Yönetmenin kendi çocukluğu, ailesi ve yaşam deneyimiyle Winnipeg şehrinin, Kanada'nın ve bu çerçevede bir süre sonra tüm dünyanın öyküsüne dönüşen bu belgesel-fantazyayı izlerken gözlerimi faltaşı gibi açmaya çalışmaktan bayılıyordum (iyi anlamda.) Yönetmenin alamet-i farikası çekim teknikleri, görsel tercihleri, sessiz sinemadan avant-gard'a sevdiği türlerden vazgeçmeden vizyonunu aktardığı deneysel bir başyapıt. Düşlerle toplumsal gerçeklerin, hafızayla hakikatin, bireyselle kolektifin iç içe yedirilme şekline şapka çıkardım. Dış sesin aktardığı anıların gerçek mi kurgu mu olduğu bir süre sonra önemsiz hale geliyor. Tekrar tekrar döneceğim bir filme dönüşecek gibi görünüyor My Winnipeg. Bazen sinematografisi, bazen de anlatıcının metni için izlenebilir.
Beyne Vurulan Damga şimdiden benim de zihnimde yer etti. Dışavurumculuğu neredeyse unutan modern sinemacıların aksine, Guy Maddin etkileyici görsel kullanımlar sunuyor bu açıdan.
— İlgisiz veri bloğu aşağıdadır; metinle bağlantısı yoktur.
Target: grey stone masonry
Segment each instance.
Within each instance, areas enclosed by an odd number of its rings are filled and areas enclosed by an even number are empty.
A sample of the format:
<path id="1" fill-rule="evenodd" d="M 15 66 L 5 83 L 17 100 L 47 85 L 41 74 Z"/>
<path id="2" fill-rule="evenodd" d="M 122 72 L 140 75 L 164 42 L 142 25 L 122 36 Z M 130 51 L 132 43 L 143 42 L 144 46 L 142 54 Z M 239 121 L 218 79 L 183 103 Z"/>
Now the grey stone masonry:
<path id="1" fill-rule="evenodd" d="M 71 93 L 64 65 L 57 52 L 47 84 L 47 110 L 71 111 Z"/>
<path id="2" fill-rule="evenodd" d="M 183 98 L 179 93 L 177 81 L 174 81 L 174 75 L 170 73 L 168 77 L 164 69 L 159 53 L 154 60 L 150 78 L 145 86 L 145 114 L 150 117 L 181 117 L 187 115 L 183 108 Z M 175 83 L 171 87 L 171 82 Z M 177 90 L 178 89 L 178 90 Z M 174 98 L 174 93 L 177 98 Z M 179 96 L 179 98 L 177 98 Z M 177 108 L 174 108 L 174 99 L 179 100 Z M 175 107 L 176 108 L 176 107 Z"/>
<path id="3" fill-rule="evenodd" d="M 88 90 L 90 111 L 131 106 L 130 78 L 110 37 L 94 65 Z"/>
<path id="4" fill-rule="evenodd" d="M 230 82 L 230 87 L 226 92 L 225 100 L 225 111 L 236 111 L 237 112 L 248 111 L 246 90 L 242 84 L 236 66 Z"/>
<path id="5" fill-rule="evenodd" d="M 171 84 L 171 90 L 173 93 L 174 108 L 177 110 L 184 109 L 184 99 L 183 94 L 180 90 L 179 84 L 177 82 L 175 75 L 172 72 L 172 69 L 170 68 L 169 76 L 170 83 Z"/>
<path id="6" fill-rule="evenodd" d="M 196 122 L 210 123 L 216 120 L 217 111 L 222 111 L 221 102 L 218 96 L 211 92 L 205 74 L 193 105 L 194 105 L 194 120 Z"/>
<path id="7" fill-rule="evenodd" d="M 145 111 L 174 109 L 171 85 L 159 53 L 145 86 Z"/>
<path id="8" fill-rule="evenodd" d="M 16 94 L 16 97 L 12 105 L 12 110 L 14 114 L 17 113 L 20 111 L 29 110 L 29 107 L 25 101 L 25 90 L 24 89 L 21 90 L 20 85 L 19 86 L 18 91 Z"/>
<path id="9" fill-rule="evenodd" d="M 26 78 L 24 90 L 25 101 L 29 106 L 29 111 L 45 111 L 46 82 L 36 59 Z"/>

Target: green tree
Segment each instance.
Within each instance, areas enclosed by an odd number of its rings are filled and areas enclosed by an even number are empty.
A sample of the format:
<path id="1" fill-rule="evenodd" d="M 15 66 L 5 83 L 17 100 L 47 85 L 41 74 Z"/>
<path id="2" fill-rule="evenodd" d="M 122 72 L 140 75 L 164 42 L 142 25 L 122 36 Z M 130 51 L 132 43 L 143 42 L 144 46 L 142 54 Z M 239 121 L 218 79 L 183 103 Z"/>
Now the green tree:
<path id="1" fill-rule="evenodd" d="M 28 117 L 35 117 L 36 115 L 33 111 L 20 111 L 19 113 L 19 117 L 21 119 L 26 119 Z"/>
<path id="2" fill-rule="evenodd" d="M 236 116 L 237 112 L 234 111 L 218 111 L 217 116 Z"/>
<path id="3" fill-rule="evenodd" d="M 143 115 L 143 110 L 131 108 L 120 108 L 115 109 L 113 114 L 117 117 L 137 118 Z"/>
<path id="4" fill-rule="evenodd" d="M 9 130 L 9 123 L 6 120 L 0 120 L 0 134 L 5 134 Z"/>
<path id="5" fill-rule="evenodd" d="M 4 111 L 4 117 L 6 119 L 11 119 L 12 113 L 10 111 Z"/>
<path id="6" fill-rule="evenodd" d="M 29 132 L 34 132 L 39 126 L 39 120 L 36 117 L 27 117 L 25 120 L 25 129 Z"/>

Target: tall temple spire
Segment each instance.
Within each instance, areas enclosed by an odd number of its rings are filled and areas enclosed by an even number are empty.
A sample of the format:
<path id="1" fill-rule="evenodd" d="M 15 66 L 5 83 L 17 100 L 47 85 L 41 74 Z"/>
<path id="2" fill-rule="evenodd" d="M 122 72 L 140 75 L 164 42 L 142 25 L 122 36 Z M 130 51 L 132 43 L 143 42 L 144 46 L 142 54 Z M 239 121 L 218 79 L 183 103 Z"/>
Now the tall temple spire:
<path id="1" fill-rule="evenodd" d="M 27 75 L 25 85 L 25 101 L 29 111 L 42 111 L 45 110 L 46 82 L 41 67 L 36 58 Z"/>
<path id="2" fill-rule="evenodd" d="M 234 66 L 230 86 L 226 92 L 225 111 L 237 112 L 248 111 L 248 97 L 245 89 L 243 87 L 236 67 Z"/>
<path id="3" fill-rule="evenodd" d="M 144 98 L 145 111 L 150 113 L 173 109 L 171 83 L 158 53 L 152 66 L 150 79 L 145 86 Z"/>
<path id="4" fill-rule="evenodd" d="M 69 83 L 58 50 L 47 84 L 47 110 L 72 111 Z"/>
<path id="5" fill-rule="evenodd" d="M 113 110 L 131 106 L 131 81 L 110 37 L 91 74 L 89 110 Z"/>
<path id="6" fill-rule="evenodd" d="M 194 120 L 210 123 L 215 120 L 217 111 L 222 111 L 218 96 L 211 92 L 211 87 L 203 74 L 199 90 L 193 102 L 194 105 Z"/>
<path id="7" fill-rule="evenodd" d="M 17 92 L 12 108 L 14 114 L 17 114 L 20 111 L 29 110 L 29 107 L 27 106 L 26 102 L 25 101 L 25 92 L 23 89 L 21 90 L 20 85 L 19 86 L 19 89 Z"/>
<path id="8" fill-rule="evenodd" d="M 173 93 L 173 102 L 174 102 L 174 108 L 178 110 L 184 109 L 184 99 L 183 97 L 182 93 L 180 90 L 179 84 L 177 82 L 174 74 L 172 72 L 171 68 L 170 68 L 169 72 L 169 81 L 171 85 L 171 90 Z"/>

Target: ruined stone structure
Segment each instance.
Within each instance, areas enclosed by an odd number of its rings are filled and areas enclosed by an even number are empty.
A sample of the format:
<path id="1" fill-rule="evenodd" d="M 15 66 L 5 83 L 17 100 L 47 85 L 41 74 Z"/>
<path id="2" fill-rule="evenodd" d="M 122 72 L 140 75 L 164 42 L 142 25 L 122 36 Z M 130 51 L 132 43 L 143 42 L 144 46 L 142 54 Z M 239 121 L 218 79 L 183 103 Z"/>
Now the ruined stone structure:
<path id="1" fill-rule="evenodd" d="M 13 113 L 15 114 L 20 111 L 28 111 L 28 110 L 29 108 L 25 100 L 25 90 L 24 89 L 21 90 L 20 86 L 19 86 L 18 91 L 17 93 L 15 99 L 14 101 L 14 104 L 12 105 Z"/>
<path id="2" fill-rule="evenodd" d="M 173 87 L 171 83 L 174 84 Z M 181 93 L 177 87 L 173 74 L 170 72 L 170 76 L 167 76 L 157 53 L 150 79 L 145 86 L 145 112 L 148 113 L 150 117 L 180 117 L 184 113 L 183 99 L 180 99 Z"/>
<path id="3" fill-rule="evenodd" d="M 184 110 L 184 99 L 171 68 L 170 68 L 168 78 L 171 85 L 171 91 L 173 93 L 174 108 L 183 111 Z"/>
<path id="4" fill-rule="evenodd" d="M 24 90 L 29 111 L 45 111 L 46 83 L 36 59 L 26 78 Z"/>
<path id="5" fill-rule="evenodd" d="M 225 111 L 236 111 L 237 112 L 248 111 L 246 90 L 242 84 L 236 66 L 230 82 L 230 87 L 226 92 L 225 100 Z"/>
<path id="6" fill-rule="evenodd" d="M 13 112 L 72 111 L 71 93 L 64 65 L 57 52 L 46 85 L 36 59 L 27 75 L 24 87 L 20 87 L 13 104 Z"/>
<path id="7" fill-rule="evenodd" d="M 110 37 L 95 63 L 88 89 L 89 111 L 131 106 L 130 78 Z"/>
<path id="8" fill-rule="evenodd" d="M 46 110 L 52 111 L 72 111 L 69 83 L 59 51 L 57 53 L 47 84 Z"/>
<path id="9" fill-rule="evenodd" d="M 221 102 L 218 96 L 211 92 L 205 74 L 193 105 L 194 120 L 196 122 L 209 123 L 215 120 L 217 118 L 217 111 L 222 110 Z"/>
Yeni Dalga'yı anıştıran senaryosu daldan dala ilerlerken beklenmedik yönlere, dram, korku, gizem, gerilim, cinayet, komedi, bilim kurgu, erotizm ve romans türlerinin pek çoğunu aynı potada eritebilen bir kaleydeskopa dönüşüyor. Yapabilen yapıyor arkadaşlar. Poe'yu da sevdiği kesin. Tüm bu hengame fazla baş döndürücü gelebilir bazı seyircilere. Ben yine bayıla bayıla izledim. Tekrar tekrar izlemek istediğim bir film daha çıktı.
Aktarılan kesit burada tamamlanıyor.